I'm trying to insert a large number of nodes (~500,000) into a (non-embedded) neo4j database by executing cypher commands using the py2neo python module (py2neo.cypher.execute). Eventually I need to remove the dependence on py2neo, but I'm using it at the moment until I learn more about cypher and neo4j.
I have two node types A and B, and the vast majority of nodes are of type A. There are two possible relationships r1 and r2, such that A-[r1]-A and A-[r2]-B. Each node of type A will have 0 - 100 r1 relationships, and each node of type B will have 1 - 5000 r2 relationships.
At the moment I am inserting nodes by building up large CREATE statements.
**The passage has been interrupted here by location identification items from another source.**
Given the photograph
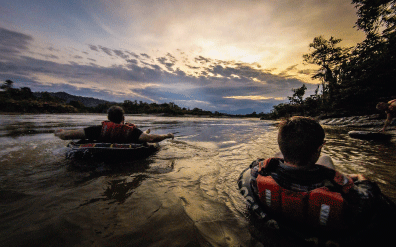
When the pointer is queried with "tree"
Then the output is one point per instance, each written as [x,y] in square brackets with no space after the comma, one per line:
[376,16]
[331,60]
[7,84]
[298,95]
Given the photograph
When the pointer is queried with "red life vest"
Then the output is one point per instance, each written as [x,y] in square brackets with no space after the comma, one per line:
[116,133]
[319,207]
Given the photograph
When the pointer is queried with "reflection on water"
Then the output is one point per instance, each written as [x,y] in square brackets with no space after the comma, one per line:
[183,195]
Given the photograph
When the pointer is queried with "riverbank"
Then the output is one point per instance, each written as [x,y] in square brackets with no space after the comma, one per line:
[367,122]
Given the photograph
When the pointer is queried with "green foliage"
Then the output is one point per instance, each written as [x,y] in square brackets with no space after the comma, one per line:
[298,95]
[353,79]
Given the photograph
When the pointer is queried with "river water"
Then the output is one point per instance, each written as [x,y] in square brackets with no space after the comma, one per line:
[184,195]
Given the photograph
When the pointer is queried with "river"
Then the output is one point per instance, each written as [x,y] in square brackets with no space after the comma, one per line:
[184,195]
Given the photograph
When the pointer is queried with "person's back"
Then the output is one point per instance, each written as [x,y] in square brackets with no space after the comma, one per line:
[115,130]
[297,189]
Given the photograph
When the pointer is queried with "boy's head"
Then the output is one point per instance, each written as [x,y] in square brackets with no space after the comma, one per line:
[300,140]
[115,114]
[382,106]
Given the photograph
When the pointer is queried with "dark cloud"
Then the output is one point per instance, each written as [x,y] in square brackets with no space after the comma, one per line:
[212,87]
[165,61]
[12,43]
[94,48]
[132,61]
[202,60]
[120,54]
[132,54]
[106,50]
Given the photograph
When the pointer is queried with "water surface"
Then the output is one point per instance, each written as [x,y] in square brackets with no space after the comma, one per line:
[184,195]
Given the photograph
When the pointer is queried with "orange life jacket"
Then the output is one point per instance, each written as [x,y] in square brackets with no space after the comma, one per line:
[116,133]
[319,207]
[392,105]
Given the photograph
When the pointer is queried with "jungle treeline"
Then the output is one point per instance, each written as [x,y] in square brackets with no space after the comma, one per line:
[23,100]
[353,79]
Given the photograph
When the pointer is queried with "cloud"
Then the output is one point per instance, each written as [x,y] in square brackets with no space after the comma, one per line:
[12,43]
[187,80]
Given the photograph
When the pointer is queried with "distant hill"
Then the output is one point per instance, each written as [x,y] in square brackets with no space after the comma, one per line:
[87,101]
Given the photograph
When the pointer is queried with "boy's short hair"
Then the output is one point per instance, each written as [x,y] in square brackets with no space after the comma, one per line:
[299,139]
[382,106]
[115,114]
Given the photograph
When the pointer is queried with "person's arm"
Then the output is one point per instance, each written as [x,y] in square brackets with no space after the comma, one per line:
[70,134]
[145,137]
[387,121]
[362,198]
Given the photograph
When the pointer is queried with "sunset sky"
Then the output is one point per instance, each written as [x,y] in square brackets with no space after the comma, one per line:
[234,56]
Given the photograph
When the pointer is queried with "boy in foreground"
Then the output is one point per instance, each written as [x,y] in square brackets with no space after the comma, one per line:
[113,131]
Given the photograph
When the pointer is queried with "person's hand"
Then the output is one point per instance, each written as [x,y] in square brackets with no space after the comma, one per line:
[357,177]
[59,133]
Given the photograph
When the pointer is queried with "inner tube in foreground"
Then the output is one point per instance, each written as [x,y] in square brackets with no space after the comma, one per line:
[379,229]
[84,149]
[370,135]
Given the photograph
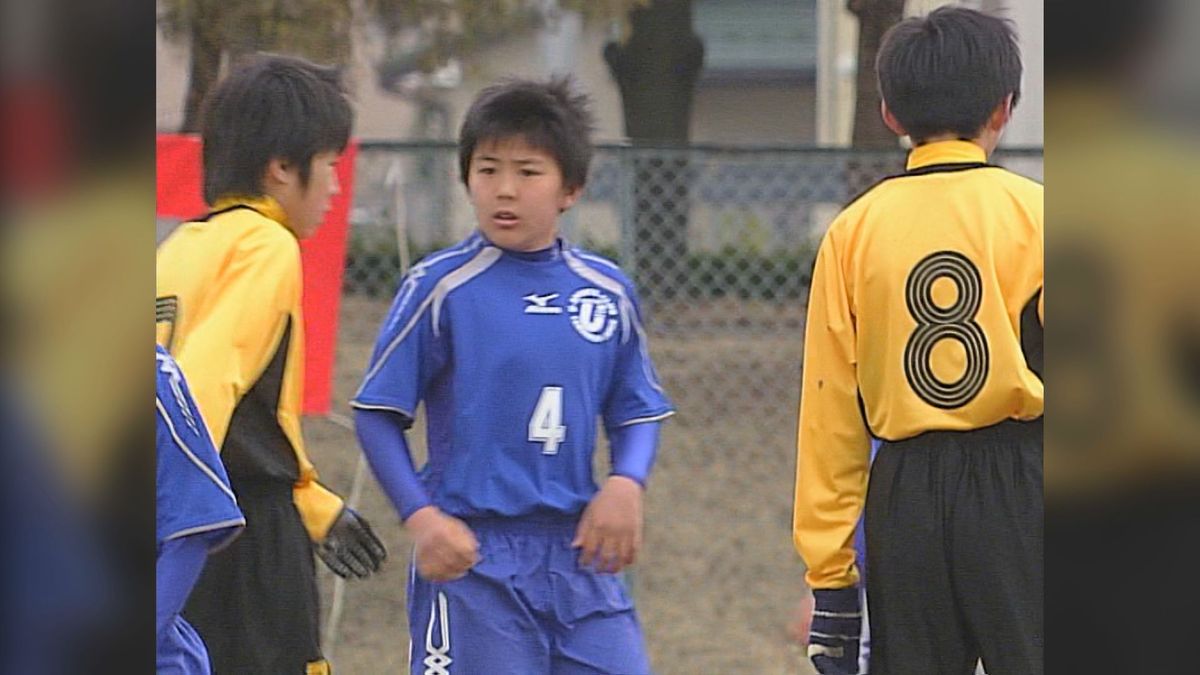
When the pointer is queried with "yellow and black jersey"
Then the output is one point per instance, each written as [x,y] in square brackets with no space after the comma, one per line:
[925,312]
[228,310]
For example I might have a statement
CREATE (:A {uid:1, attr:5})-[:r1]-(:A {uid:2, attr:5})-[:r1]-...
where ... might be another 5000 or so nodes and relationships forming a linear chain in the graph. This works okay, but it's pretty slow. I'm also indexing these nodes using
CREATE INDEX ON :A(uid)
After I've add all the type A nodes, I add the type B nodes using CREATE statements again. Finally, I am trying to add the r2 relationships using a statement like
MATCH c:B, m:A where c.uid=1 AND (m.uid=2 OR m.uid=5 OR ...)
CREATE (m)-[:r2]->(c)
where ... could represent a few thousand OR statements. This seems really slow adding only a few relationships per second.
So, is there a better way to do this? Am I completely off track here? I looked at this question but this doesn't explain how to use cypher to efficiently load the nodes. Everything else I look at seems to use java, without showing the actual cypher queries could be used.